What’s Actually Happening on the Other Side of the Screen.

Picture a candidate on a video call, answering smoothly, maintaining eye contact with the camera. Here’s what the camera isn’t showing: a second screen just out of frame, running a tool that’s quietly transcribing every question and suggesting answers in real time.

Or a separate tab generating code for a “live” coding round, which the candidate then retypes a few seconds later, pausing just long enough to look like they’re thinking it through.

There’s also a version where the candidate isn’t doing the thinking at all. Someone else is feeding answers through an earpiece, and the person on screen is essentially repeating what they hear, sometimes with a slight, telltale lag. If an answer sounds slightly too rehearsed, or there’s a strange pause before fairly simple questions, that gap might not be nerves. It might be someone else’s voice arriving a second late.

None of this needs deepfakes or stolen identities. The face is real, the voice is real, the person is genuinely there. They’re just not the one doing the work. And because none of it shows up on a recorded webcam feed, it’s nearly invisible after the fact.

What Companies Can Actually Do.

Ask candidates to explain decisions, not outcomes: Most people can memorize a project summary. Far fewer can explain why certain decisions were made, what alternatives were considered, and what trade-offs were involved. People who did the work usually remember the reasoning. People who learned the story often don’t.

Use the candidate’s own resume as the interview guide: Instead of covering ten topics superficially, spend more time on one project. Ask what changed midway through, what went wrong, or what they would do differently today. The deeper you go, the harder it becomes to rely on rehearsed answers.

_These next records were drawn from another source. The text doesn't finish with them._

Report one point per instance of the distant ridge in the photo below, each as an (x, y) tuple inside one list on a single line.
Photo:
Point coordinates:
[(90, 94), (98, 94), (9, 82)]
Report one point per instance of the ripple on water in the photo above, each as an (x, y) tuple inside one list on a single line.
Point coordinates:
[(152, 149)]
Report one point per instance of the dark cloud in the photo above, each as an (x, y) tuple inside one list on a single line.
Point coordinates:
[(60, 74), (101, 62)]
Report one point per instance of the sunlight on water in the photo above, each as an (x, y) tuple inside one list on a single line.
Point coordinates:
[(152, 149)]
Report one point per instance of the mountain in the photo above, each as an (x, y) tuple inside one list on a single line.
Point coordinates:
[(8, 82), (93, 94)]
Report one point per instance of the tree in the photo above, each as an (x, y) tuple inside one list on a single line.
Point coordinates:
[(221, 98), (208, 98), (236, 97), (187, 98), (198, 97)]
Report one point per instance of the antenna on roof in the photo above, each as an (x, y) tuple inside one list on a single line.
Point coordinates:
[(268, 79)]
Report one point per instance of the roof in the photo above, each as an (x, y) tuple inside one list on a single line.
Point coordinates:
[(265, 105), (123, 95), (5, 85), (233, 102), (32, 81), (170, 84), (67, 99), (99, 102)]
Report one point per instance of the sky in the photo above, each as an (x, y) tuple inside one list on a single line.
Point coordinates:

Trust patterns, not individual signals. A delayed answer, a camera issue, or an awkward pause doesn’t mean anything on its own. The strongest indicator is usually a collection of small inconsistencies that keep appearing throughout the process rather than one dramatic red flag.

Change direction unexpectedly: Prepared candidates expect familiar questions. Ask them to connect two earlier answers, apply their experience to a new scenario, or explain something from a different angle. Genuine experience tends to hold up when the conversation moves off script.

Compare the depth, not the answer: Most interviewers focus on whether an answer sounds correct. A better approach is to look at how much detail a candidate can provide when challenged. Real experience usually becomes more specific. Fabricated experience often becomes more generic.

Pay attention to what candidates volunteer: Experienced professionals rarely tell perfectly polished stories. They talk about mistakes, compromises, failed approaches, and lessons learned. Candidates who only discuss successes sometimes know the outcome, but not the reality behind it.

Stop treating references as a box-ticking exercise: Instead of only confirming employment details, ask what kind of work the person handled independently, where they needed support, and what responsibilities their manager would trust them with. Those answers are often more revealing than dates and job titles.

Why This Keeps Getting Worse, Not Better

Every one of these tactics gets easier and cheaper every year. The tools used for deepfakes, and proxy interviews are improving fast, and the people offering “interview as a service” are getting better at avoiding detection. Meanwhile, most companies haven’t changed their interview process in years. The gap between how good the fraud has gotten and how outdated the verification process is, is exactly why this is a concern rather than just an occasional bad hire.

The Bottom Line

Fixing this doesn’t mean adding friction or treating every candidate like a suspect. It means designing the existing process, so fraud has fewer places to hide, and making sure someone, somewhere, is actually responsible for noticing if something feels off or doesn’t add up.